Catherine Irwin: “Mockingbird”

Posted by on Dec 24, 2012

Over the course of a year, KUT features 260 songs of the day from a wide range of artists, each one catching our collective ear. For the next two weeks, we’ll be highlighting the best songs of the day from 2012, featuring big names, new discoveries, Studio 1A exclusives, and some tunes that might have gotten lost in the shuffle in the past twelve months.

Alt-country is something of a nebulous sub-genre: nobody can agree on which artists are included under the umbrella or who started it. But Chicago’s Freakwater might have a claim on at least lighting the initial alt-country spark. The group released its self-titled debut in 1989 a full year before Uncle Tupelo’s No Depression, an album historically credited with alternative country’s rise. Freakwater never attained the same level of notoriety, but it’s still a crucial puzzle-piece in the sub-genre’s story.

And the principal behind Freakwater is Catherine Irwin, another unheralded name–by critics, at least. She’s something of a musician’s musician, earning praise from Randy Newman, Neko Case, and M. Ward, and she’s quietly maintained a solo career across a decade. She stepped away from Freakwater for 2002′s Cut Yourself A Switch, and this year she finally followed up that solo debut with Little Heater. Produced and recorded by fellow folk artist Tara Jane O’Neil, it captures Irwin’s best gifts as a songwriter: stark honesty and a commitment to classic country, with a little bit of humor thrown in to boot.

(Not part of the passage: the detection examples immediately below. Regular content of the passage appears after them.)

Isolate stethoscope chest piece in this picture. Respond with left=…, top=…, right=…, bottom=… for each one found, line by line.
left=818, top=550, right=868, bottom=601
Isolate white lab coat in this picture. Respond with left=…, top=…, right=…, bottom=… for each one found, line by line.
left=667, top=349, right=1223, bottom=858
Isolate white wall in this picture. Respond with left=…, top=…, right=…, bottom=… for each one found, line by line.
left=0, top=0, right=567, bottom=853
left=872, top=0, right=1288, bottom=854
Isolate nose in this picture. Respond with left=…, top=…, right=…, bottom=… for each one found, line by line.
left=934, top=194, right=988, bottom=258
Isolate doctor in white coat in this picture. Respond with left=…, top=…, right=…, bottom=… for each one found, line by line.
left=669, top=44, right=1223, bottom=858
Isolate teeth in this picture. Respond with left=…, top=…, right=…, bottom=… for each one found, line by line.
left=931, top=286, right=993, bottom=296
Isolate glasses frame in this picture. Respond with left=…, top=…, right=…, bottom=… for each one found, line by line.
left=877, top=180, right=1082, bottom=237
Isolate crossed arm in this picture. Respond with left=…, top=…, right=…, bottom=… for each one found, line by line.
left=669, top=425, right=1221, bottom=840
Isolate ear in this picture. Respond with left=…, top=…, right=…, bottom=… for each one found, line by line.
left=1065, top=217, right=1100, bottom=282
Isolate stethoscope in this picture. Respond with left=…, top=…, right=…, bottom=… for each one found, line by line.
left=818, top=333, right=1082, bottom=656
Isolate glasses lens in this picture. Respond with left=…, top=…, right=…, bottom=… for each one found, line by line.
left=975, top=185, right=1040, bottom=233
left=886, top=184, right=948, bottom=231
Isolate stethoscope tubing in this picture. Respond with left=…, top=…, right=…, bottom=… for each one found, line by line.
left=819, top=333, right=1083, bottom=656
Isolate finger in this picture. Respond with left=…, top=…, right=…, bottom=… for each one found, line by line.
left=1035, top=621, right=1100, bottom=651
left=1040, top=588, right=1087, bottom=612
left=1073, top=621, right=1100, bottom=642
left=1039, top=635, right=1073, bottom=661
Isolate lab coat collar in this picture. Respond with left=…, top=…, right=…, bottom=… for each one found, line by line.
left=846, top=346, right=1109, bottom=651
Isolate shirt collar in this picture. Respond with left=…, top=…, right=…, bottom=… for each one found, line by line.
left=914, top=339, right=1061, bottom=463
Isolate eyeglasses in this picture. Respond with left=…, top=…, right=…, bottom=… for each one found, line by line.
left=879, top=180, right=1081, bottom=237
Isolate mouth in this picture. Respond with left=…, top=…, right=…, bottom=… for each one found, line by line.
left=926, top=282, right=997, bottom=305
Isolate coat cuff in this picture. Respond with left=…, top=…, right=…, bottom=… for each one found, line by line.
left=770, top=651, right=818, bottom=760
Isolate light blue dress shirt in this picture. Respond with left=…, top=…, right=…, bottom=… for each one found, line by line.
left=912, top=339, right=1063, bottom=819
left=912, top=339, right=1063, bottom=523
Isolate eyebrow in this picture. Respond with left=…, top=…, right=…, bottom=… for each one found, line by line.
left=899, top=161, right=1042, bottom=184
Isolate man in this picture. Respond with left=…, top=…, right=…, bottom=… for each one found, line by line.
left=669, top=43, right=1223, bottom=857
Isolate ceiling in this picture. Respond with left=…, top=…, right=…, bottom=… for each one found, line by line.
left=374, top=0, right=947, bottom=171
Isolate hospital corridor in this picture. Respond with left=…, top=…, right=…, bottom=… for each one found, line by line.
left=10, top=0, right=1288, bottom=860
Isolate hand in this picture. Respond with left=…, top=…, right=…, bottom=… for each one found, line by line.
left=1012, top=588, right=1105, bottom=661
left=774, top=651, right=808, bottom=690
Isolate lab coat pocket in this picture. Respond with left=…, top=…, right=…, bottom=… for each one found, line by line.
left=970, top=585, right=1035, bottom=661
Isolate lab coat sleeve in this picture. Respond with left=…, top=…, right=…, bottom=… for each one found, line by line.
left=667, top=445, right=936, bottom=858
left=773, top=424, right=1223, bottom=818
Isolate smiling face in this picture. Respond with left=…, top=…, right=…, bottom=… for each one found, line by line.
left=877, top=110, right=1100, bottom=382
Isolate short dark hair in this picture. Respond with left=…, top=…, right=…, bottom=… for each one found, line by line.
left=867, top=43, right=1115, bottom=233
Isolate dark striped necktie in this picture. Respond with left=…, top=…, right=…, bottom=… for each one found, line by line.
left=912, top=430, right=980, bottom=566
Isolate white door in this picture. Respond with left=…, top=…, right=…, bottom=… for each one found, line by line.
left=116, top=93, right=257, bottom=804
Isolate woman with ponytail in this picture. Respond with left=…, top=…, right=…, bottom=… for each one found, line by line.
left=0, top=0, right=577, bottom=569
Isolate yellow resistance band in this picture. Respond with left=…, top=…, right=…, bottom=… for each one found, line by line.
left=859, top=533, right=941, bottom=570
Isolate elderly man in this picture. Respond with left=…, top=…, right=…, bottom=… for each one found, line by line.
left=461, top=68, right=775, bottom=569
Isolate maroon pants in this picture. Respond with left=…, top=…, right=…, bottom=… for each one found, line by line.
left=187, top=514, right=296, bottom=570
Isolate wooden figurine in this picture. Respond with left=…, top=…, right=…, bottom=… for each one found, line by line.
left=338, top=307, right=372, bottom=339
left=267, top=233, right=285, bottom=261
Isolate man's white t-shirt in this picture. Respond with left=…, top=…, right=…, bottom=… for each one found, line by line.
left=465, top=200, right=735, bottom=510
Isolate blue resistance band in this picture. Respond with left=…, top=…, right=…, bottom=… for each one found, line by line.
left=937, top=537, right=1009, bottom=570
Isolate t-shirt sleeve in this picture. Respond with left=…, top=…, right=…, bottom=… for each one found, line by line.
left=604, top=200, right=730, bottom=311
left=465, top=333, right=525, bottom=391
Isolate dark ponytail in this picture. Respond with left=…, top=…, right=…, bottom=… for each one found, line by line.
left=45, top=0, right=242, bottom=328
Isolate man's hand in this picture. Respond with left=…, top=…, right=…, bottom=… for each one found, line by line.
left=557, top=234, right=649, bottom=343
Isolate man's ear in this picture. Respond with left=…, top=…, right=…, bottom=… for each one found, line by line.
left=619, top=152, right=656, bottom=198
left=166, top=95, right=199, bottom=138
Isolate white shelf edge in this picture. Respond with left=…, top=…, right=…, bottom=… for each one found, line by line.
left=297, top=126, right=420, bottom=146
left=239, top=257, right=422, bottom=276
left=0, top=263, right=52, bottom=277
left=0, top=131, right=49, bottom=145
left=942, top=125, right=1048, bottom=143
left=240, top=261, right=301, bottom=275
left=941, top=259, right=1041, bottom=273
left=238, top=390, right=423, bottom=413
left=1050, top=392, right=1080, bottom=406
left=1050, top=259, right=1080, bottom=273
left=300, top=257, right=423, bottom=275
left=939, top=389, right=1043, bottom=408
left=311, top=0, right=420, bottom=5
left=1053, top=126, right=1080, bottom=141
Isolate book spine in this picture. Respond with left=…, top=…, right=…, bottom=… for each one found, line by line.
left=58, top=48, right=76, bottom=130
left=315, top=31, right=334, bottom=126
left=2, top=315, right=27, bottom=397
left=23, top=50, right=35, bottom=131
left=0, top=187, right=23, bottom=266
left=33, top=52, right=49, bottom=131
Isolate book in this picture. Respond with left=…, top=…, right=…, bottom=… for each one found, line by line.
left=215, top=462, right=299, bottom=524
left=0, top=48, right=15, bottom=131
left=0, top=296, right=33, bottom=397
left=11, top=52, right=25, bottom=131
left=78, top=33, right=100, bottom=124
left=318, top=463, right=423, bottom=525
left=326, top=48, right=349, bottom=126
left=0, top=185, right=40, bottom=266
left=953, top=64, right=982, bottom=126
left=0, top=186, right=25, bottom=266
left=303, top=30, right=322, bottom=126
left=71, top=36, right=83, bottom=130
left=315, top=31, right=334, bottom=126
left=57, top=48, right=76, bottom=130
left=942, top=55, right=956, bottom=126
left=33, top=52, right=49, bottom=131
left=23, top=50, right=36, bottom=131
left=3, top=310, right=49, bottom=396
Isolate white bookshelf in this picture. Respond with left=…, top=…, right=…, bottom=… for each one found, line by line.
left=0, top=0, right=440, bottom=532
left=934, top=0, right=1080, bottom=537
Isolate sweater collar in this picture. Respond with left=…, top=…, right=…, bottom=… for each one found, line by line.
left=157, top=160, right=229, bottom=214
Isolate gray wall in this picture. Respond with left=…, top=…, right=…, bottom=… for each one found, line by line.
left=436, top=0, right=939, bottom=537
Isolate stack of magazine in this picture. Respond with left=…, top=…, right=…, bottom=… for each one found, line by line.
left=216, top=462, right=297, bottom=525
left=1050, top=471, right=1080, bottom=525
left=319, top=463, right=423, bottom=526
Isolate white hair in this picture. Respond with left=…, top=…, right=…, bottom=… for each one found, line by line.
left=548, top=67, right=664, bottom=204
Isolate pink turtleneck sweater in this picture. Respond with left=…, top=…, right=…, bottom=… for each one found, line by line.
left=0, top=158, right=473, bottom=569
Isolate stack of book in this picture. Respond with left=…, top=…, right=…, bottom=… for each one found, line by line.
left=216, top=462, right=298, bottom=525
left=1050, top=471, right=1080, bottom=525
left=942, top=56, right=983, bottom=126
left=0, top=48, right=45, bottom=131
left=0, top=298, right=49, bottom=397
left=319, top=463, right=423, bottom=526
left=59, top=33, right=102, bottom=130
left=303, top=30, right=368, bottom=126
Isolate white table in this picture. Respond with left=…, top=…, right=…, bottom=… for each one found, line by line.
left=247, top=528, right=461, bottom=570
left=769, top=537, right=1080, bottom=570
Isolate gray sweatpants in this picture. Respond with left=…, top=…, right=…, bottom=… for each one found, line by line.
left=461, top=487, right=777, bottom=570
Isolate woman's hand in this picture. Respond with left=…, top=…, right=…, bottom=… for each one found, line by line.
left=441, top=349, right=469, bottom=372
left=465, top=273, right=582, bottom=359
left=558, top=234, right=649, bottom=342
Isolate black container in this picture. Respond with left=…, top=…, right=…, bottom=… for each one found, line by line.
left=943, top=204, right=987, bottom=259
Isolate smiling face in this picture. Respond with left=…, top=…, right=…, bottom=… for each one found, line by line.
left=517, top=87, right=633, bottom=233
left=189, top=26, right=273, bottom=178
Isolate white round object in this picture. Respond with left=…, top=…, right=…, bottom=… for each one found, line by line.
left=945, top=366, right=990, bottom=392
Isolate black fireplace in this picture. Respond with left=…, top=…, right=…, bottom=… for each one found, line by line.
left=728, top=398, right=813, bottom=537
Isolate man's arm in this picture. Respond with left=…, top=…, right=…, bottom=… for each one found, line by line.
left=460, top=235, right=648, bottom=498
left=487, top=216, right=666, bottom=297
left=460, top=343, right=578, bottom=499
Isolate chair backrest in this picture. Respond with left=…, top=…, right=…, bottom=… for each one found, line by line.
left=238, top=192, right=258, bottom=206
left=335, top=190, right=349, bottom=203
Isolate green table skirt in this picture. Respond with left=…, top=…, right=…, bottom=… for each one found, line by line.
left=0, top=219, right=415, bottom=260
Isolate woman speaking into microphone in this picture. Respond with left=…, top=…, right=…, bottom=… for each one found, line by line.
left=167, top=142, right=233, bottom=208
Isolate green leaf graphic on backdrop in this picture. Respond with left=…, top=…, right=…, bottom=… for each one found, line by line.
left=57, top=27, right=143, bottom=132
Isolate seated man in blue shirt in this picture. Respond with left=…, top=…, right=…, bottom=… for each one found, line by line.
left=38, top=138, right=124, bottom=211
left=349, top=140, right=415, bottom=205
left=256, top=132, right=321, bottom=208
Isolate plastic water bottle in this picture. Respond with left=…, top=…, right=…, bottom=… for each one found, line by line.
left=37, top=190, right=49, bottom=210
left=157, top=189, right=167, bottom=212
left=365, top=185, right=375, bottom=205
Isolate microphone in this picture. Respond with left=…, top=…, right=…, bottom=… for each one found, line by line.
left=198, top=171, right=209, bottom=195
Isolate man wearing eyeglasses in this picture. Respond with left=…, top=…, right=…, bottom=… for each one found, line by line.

Little Heater‘s standout track is “Mockingbird,” featuring Will Oldham on back-up vocals. Like Irwin, Oldham straddles the line between heartsick and playful in his own songs. “Mockingbird” is the perfect embodiment of this divide, sputtering forth at an unhurried, rambling pace. And for all the Texans in the crowd, Irwin includes a few nods: lyrics about the state bird, a Willie Nelson-inspired vocal, and even an appropriation of Steve Miller’s “Rock ‘N Me” as “keep on mocking me baby.” It all adds up to something that’s irreverent but soulful, as any country song should aspire to be.